A: Certainly, the experience will differ. I do think the gap is closing based on new tech. Although my focus is more on the healthcare IT side of things, I do know others are leveraging virtual reality and augmented reality to train physicians and nurses to perform complex medical procedures with greater accuracy. Such tools are particularly effective for collaborating with clinicians who are located in remote areas without access to a full range of conventional resources for performing surgeries or diagnosing patients. For example, students can use the technology to understand procedures, using step-by-step simulations to demonstrate exactly how they will perform a surgery. Augmented reality technology may be used to create virtual libraries that offer immediate access to detailed information about past medical procedures, allowing doctors and nurses to more precisely evaluate potential outcomes and risk factors when planning treatment options. These are just some of the examples of how we’ve come a long way with online learning. The tech that is available today and what will be available tomorrow will only further the comprehensive and immersive learning experience.
Q: Which technology has been the biggest game-changer for your students over the last couple of years? Why?

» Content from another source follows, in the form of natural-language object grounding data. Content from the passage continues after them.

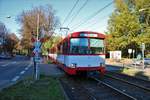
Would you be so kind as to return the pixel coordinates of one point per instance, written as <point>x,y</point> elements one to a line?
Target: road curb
<point>64,93</point>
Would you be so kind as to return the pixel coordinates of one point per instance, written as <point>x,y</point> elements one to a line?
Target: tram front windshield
<point>86,46</point>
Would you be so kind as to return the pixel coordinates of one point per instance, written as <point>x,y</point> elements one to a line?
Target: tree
<point>125,29</point>
<point>3,32</point>
<point>51,42</point>
<point>29,20</point>
<point>11,42</point>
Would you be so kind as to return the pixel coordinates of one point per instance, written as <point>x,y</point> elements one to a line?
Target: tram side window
<point>59,49</point>
<point>96,46</point>
<point>65,47</point>
<point>79,46</point>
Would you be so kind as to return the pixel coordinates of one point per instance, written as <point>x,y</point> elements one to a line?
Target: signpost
<point>143,48</point>
<point>129,51</point>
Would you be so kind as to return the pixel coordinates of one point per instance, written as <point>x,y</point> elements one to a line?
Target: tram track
<point>89,89</point>
<point>138,82</point>
<point>138,92</point>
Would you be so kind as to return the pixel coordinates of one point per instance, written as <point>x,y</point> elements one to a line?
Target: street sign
<point>129,51</point>
<point>143,46</point>
<point>37,59</point>
<point>37,50</point>
<point>37,44</point>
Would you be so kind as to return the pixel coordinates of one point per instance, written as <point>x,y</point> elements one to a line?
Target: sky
<point>97,23</point>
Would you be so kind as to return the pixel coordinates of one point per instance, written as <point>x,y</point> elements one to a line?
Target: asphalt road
<point>12,70</point>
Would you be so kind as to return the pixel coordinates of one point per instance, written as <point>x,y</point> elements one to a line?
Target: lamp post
<point>143,48</point>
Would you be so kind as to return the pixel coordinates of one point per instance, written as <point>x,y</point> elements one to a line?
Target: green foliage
<point>125,30</point>
<point>50,43</point>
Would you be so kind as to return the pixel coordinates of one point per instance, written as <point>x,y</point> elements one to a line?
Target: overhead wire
<point>70,12</point>
<point>92,16</point>
<point>95,22</point>
<point>79,10</point>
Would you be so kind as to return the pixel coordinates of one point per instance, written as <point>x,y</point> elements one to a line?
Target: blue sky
<point>62,7</point>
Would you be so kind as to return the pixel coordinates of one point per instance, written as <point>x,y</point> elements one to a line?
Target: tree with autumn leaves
<point>129,26</point>
<point>8,41</point>
<point>29,21</point>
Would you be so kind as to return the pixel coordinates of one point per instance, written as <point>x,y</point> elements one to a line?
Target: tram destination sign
<point>88,35</point>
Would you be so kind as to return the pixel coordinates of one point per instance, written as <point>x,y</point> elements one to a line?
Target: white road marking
<point>26,68</point>
<point>8,64</point>
<point>14,62</point>
<point>22,72</point>
<point>5,65</point>
<point>15,78</point>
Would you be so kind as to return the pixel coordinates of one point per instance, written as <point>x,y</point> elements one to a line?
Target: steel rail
<point>142,87</point>
<point>115,89</point>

A: From the health analytics perspective, it is without a doubt the cloud environment. I’m able to create multiple virtual environments that can be remotely administered and accessed from anywhere in the world. It enables the inclusion of multiple platforms, databases, learning modules, and visualization software that can be scaled and rapidly deployed. In my opinion, without this technology, the popularity and value gained from online learning would be greatly diminished.
Q: What would you say to a prospective student who’s nervous about learning the essential career skills in an online environment rather than in the classroom (aside from the required clinical hours in-person)?
A: Ultimately, that decision depends on the individual. Your situation is unique and you must determine what is the best path. I can tell you that being nervous about the essential skills being lost from an online format is something not to worry about. The online learning format has come a long way and you will gain the necessary skills while building meaningful relationships throughout your journey. I chose the online format because it was ideal for me when I had to juggle personal and professional commitments. Technology has improved the experience considerably and the online learning format is certainly here to stay.